Page:La Revue blanche, t27, 1902.djvu/204

La bibliothèque libre.
Le texte de cette page a été corrigé et est conforme au fac-similé.

Cette demoiselle aux yeux verts : quels mirages d’amour ! Cette modiste, dont les doigts avouaient parfois les tortures et les tendresses dans les trouvailles seyantes des ornements d’un chapeau, eût pu être enfin une grande actrice passionnelle.

Mais Mlle Hortense avait été obsédée du dégoût du vice dès son enfance. De tristes promiscuités avec des créatures non créées pour leur métier l’avaient élevée dans une logique horreur de la prostitution. Quant au luxe d’aimer pour l’amour, elle n’avait jamais à cet égard, éprouvé que de vulgaires déceptions, et c’est cela qui ridait son sourire d’un scepticisme mitigé de désir.
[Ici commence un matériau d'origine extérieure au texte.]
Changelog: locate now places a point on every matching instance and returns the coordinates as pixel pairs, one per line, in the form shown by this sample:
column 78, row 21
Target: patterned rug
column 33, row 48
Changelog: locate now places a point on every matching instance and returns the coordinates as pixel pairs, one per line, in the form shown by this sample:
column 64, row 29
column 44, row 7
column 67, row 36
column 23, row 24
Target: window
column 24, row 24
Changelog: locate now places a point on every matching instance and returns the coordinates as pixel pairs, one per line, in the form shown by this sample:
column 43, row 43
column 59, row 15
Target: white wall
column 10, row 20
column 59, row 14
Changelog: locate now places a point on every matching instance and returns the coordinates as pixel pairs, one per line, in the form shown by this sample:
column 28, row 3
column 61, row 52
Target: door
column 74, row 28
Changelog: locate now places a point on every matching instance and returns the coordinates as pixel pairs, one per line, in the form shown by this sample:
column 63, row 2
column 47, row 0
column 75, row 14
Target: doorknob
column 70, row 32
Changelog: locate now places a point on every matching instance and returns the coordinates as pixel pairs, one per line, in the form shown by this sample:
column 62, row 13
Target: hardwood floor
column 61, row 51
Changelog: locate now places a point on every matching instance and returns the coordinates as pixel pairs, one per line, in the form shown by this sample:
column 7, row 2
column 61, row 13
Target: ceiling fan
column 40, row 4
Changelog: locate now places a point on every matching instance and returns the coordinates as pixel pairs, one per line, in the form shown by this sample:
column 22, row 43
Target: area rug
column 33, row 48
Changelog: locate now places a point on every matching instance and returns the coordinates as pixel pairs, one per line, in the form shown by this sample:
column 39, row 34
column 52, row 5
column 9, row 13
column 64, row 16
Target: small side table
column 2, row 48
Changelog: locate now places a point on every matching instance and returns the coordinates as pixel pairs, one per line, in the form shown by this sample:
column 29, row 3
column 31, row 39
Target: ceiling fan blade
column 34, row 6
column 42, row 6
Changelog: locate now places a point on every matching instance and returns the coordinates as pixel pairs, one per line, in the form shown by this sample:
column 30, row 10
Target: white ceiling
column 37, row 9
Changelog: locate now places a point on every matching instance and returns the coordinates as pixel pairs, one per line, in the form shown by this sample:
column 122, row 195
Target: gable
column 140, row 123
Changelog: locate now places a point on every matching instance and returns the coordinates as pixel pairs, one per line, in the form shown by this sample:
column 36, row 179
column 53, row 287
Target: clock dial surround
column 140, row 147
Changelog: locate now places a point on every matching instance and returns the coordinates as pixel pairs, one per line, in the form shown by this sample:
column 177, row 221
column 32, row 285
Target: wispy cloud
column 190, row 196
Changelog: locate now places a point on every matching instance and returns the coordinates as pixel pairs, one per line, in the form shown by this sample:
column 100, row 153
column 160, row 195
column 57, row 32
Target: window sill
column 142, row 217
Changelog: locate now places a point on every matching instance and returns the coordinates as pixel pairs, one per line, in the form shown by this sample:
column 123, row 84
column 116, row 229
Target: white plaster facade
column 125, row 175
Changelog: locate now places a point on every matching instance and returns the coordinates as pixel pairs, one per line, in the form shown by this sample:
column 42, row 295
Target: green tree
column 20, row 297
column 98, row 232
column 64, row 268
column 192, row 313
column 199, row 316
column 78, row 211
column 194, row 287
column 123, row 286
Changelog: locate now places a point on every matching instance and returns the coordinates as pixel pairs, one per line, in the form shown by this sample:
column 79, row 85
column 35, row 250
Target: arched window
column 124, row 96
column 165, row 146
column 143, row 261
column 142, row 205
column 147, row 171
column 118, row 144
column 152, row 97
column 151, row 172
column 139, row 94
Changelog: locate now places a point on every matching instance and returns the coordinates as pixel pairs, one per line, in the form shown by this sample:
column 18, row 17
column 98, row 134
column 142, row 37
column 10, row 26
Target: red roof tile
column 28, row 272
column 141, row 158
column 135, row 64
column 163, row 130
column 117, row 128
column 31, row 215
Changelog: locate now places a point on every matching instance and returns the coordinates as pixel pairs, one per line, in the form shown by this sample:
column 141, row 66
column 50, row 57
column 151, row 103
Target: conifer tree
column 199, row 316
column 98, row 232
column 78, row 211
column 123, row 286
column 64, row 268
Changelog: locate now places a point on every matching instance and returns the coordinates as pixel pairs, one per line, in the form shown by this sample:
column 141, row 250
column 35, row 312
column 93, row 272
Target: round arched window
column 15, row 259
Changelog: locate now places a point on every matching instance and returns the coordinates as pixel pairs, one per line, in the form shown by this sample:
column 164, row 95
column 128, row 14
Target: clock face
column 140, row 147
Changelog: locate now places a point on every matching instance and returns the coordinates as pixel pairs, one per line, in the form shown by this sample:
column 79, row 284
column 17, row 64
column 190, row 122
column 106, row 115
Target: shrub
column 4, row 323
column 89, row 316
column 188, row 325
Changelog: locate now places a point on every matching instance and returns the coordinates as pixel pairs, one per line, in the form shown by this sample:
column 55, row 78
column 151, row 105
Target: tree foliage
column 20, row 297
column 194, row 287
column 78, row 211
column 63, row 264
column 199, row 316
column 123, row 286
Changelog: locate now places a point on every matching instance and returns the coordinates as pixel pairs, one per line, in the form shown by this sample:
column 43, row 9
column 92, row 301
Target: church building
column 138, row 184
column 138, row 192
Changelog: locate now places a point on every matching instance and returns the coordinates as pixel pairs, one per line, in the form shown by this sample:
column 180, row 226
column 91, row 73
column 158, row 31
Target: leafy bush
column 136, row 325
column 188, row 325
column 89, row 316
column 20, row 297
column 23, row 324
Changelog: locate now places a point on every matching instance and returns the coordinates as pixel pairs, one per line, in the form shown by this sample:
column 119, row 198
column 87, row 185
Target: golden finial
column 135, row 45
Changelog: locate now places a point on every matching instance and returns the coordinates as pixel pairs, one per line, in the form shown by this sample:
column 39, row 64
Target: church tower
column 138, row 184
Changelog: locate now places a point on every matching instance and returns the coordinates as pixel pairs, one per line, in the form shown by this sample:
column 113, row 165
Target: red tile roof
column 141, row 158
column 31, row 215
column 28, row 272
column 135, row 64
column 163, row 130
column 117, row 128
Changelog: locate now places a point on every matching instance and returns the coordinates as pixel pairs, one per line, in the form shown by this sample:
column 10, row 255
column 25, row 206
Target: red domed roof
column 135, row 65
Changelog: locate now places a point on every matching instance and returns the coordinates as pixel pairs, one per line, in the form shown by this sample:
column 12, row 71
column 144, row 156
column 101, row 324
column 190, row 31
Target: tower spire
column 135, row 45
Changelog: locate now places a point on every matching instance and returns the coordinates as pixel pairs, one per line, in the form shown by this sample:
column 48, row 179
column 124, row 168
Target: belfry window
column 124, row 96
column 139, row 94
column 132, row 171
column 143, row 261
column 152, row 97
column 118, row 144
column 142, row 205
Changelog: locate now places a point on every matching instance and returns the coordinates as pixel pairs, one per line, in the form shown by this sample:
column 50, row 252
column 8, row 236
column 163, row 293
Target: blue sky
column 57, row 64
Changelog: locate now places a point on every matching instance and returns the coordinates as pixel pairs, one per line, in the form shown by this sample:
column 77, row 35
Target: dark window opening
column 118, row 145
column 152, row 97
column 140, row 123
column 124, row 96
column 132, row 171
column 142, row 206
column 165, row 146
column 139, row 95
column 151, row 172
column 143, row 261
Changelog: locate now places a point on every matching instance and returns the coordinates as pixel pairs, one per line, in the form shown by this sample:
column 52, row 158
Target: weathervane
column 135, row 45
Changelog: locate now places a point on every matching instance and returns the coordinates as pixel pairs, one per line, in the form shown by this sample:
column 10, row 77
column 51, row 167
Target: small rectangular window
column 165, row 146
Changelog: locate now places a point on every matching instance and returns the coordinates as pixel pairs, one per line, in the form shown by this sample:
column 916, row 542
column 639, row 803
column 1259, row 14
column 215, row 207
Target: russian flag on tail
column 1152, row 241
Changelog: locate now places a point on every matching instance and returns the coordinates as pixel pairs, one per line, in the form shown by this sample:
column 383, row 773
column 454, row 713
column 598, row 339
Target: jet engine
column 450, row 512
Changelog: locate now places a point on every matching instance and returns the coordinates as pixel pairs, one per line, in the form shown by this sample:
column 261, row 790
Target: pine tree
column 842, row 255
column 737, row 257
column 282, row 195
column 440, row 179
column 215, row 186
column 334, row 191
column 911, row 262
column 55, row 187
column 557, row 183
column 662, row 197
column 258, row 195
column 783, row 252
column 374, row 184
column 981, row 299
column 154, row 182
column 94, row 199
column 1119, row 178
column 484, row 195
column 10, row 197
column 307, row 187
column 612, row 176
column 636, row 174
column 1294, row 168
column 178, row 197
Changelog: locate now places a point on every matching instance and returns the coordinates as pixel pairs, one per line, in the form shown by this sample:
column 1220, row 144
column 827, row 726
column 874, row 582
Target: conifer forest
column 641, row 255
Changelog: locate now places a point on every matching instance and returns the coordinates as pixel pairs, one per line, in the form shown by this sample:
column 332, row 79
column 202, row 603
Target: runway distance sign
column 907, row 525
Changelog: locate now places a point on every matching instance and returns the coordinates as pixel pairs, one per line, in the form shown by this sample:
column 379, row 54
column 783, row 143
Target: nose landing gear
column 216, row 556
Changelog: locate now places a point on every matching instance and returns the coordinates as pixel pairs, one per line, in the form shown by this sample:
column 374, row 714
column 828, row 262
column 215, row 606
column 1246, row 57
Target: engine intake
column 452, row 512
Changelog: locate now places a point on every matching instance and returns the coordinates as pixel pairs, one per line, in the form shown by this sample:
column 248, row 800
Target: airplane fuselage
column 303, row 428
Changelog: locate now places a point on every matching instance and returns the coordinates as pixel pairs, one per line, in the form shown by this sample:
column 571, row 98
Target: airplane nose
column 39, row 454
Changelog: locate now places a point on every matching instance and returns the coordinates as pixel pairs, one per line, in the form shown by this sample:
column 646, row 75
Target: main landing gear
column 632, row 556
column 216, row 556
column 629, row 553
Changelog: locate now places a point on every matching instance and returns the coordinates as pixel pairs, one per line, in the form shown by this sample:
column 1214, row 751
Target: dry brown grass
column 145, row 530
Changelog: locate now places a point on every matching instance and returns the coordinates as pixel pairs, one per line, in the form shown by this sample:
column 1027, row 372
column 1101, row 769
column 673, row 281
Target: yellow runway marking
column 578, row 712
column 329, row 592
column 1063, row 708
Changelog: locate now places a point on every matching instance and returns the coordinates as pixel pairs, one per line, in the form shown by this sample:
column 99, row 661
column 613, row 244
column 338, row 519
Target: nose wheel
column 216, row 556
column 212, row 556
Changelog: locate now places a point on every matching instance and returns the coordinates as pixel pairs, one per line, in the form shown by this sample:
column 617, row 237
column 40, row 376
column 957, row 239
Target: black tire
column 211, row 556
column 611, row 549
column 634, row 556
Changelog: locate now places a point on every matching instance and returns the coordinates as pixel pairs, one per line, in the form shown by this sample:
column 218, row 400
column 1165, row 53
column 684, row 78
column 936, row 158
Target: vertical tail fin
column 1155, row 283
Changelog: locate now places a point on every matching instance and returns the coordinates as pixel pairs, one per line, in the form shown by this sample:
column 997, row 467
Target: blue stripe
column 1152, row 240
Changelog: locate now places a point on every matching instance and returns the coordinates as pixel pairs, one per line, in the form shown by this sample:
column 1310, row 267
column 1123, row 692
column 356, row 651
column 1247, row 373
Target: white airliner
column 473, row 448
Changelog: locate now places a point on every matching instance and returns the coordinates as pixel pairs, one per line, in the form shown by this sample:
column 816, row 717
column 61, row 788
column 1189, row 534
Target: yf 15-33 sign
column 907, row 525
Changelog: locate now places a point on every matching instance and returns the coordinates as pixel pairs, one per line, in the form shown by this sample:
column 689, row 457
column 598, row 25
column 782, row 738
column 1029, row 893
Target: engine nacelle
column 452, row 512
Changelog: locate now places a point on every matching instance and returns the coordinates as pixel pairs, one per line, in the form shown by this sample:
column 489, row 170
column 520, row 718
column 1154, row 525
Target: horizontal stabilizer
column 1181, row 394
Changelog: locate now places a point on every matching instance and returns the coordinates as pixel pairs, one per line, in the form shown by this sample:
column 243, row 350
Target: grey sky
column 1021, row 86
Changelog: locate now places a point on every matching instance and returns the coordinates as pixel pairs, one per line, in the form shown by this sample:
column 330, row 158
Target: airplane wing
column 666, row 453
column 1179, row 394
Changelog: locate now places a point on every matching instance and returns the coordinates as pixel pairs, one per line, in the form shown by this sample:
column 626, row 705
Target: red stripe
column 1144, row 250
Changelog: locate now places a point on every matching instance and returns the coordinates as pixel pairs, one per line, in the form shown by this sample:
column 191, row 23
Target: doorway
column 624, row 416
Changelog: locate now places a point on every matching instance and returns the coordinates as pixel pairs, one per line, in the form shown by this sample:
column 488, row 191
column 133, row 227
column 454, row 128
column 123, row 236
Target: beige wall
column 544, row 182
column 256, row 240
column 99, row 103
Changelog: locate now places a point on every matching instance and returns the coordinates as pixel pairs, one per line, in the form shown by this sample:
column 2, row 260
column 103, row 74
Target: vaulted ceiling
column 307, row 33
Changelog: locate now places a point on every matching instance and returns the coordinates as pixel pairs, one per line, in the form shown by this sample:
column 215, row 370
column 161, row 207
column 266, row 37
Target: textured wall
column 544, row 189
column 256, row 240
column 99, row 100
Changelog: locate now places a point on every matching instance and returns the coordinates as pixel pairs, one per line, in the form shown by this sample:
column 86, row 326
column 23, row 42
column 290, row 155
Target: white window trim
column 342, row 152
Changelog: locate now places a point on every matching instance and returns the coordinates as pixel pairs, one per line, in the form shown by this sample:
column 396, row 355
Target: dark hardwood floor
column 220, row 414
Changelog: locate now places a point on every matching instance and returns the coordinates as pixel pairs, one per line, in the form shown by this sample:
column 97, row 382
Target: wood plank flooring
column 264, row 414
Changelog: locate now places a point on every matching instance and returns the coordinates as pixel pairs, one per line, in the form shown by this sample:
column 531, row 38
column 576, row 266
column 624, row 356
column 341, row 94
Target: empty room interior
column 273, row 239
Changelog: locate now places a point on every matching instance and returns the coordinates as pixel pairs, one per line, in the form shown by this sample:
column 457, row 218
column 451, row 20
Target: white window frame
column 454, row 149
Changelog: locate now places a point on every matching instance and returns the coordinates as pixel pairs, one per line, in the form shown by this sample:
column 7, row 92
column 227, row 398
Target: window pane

Elle vivait donc économe, rangée, indifférente d’ordinaire, si ce n’est au printemps, où périodiquement elle éprouvait une légère fièvre sentimentale. Ses patrons la considéraient comme une excellente recrue, et ses compagnes la supportaient, malgré son humeur noire, à cause des caprices qui de temps à autre émergeaient dans son ennui, et les entraînaient à des escapades de plaisir plus ou moins exentriques, mais toujours bruyantes de rires. C’est ainsi, que ce samedi de juin poussiéreux, Mlle Hortense, collée contre la vitre, se retourna et proposa à l’improviste aux deux vendeuses qui bâillaient, de passer la soirée à la fête de Neuilly :

— On inviterait, en allant dîner, Blanche, Claire, pas Raoul, mais le petit Chose qui avait été si drôle, l’autre soir, quand il voulait sauter, en traversant, par dessus le bâton de guimauve du sergent de ville ! Et puis, Hélène mettra sa robe neuve et on verra comme ça l’attife, et puis ce sera l’occasion de rigoler encore une bonne fois avant qu’Eugène parte pour le service…

Dit, conclu, et toute la bande joyeuse se dispersa dans la foule, aussitôt arrivée à Neuilly, dès que les bruits et les lueurs aigres de la foire mirent en gaîté les goûts jeunes de ces sensibilités simples. Hortense, avec une amie et Eugène, monta sur les montagnes russes. Le premier trajet fut exquis : ce plaisir d’angoisse, cette jouissance du vertige, cette sensation enivrante d’agonie, énerva son délire.

Elle riait si maladivement que son rire déchirait l’ouïe et faisait retourner des têtes. « Ohé ! la p’tite dame, là-haut, ça fait plaisir ! » dit en la désignant un ouvrier qui passait. Un groupe de demi-mondaines fardées à blanc, la regardèrent avec dépit, et leurs compagnons leur ayant proposé un tour, elles haussèrent les épaules en s’esclaffant.

Cependant, la voiturette était lancée une seconde fois pour revenir à son point de départ. Hortense, assise au bord de la banquette, percevait, à travers ses cils baissés, comme en une somnolence de fièvre, le monde grouillant, les décors des baraques, la surface de la fête, bruyamment rayée de grandes lueurs blafardes et d’ombres violettes.

Tout à coup, son rire se tut, brisé si soudainement, qu’un remous se produisit dans le rassemblement formé au bas de l’escalier. Des cris de femme jaillirent.

Le corps d’Hortense gisait pareil à une loque noire liserée de rouge.